Plusieurs candidats et citoyens ayant saisi la juridiction ont vu leurs requêtes déclarées irrecevables. Sont notamment concernés Samuel Kourouma, Mohamed 1 Keita, Théophile Maomou, Lamarana Petty Diallo et Assie Facinet Camara. La Cour a invoqué la forclusion, estimant que les recours avaient été introduits hors des délais légaux.
Dans la même logique, d’autres demandes ont été rejetées, notamment celles d’Issaieb Kpogomou, Ismaël Baldé, Alsény Bangoura, Mamadou Oury Diallo, Baila Ly, Yacine Diallo et Kerfalla Sano. L’institution réaffirme ainsi son attachement au strict respect des délais procéduraux.

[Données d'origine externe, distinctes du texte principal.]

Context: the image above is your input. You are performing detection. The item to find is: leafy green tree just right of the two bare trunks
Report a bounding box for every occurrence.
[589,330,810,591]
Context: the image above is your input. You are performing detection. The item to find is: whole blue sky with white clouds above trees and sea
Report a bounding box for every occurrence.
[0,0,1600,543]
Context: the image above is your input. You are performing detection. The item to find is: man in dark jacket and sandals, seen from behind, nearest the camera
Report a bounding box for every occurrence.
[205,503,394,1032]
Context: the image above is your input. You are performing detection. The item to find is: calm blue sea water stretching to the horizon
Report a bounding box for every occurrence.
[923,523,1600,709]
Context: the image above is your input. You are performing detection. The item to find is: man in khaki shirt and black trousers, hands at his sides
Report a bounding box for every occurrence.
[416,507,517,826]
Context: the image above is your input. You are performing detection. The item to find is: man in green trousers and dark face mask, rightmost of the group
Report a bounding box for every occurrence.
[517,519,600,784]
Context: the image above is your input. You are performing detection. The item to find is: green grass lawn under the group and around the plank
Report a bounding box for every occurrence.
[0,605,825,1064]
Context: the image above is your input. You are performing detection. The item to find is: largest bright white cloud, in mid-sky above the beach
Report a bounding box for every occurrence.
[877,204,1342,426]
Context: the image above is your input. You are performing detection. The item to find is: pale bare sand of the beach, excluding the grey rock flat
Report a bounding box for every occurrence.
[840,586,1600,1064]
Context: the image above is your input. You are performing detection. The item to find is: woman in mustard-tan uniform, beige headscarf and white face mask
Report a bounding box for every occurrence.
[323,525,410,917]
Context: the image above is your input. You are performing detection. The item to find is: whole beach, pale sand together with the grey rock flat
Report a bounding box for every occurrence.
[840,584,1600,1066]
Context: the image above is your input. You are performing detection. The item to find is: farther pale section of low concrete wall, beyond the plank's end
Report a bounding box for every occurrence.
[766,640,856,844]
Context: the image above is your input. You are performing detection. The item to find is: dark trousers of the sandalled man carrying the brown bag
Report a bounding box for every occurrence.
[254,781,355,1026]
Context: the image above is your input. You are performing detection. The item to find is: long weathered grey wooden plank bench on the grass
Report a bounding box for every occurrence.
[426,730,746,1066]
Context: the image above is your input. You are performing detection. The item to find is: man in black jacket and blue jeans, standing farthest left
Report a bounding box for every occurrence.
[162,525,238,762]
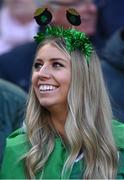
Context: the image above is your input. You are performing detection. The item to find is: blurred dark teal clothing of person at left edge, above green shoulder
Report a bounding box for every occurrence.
[0,79,26,165]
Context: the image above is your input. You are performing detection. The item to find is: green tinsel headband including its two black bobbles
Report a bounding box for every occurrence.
[34,8,93,64]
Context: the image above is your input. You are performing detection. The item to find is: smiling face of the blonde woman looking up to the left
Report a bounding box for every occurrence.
[32,44,71,110]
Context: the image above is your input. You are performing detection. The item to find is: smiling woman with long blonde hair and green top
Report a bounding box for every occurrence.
[1,26,124,179]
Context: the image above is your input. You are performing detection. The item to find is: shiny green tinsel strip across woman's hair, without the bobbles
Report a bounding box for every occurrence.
[34,26,93,64]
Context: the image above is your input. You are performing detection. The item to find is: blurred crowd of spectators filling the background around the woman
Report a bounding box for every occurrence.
[0,0,124,168]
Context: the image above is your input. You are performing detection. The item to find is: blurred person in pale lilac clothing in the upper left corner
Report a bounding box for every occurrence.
[0,0,37,54]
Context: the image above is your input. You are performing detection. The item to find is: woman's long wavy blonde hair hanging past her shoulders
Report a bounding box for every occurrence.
[25,38,117,179]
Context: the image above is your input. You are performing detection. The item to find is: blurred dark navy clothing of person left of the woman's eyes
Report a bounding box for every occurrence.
[0,42,37,92]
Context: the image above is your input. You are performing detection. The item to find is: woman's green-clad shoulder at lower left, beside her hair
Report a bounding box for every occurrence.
[0,129,29,179]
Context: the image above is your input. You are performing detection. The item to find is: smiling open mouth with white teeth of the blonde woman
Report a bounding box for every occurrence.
[39,84,58,93]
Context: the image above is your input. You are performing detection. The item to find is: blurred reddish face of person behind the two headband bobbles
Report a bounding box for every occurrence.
[49,0,97,37]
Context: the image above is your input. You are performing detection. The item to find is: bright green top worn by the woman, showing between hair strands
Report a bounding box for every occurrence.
[0,121,124,179]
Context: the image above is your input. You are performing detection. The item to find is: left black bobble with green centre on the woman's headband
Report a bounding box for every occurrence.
[34,8,52,27]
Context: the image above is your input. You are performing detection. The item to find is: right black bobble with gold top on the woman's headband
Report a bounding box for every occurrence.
[66,8,81,26]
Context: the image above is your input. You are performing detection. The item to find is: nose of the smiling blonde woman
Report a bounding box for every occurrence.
[38,65,51,78]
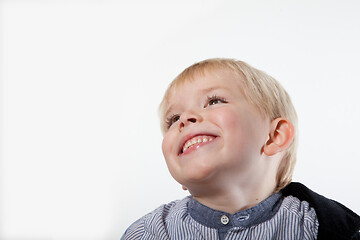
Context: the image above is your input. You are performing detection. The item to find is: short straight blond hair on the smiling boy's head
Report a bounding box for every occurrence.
[159,58,298,191]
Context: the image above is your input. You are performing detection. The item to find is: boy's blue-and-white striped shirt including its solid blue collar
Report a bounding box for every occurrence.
[121,193,319,240]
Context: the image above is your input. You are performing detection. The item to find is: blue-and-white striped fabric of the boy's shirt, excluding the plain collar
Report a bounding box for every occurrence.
[121,196,319,240]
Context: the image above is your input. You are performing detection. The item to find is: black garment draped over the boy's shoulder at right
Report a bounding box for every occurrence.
[281,182,360,239]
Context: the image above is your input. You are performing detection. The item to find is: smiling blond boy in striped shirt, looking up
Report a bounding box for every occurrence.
[122,59,360,240]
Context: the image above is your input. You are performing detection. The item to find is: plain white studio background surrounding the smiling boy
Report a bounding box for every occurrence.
[0,0,360,240]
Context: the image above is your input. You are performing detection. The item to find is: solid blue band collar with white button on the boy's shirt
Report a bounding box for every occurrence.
[188,192,282,230]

La haute juridiction s’est également prononcée sur des litiges liés à certaines candidatures locales. À Ratoma, la requête demandant le retrait de la liste du parti FIDEL (Force des Intègres pour la Démocratie et la Liberté) a été rejetée. À Beyla, la demande de Samoka Bérété visant à invalider les candidatures de Djiba Donzo et Mohamed Karifa Souaré a été jugée irrecevable.
Enfin, la Cour suprême a également opposé un refus au Bloc Libéral, qui sollicitait le remplacement de Moïse Haba par Marie-Louise Kamano sur sa liste.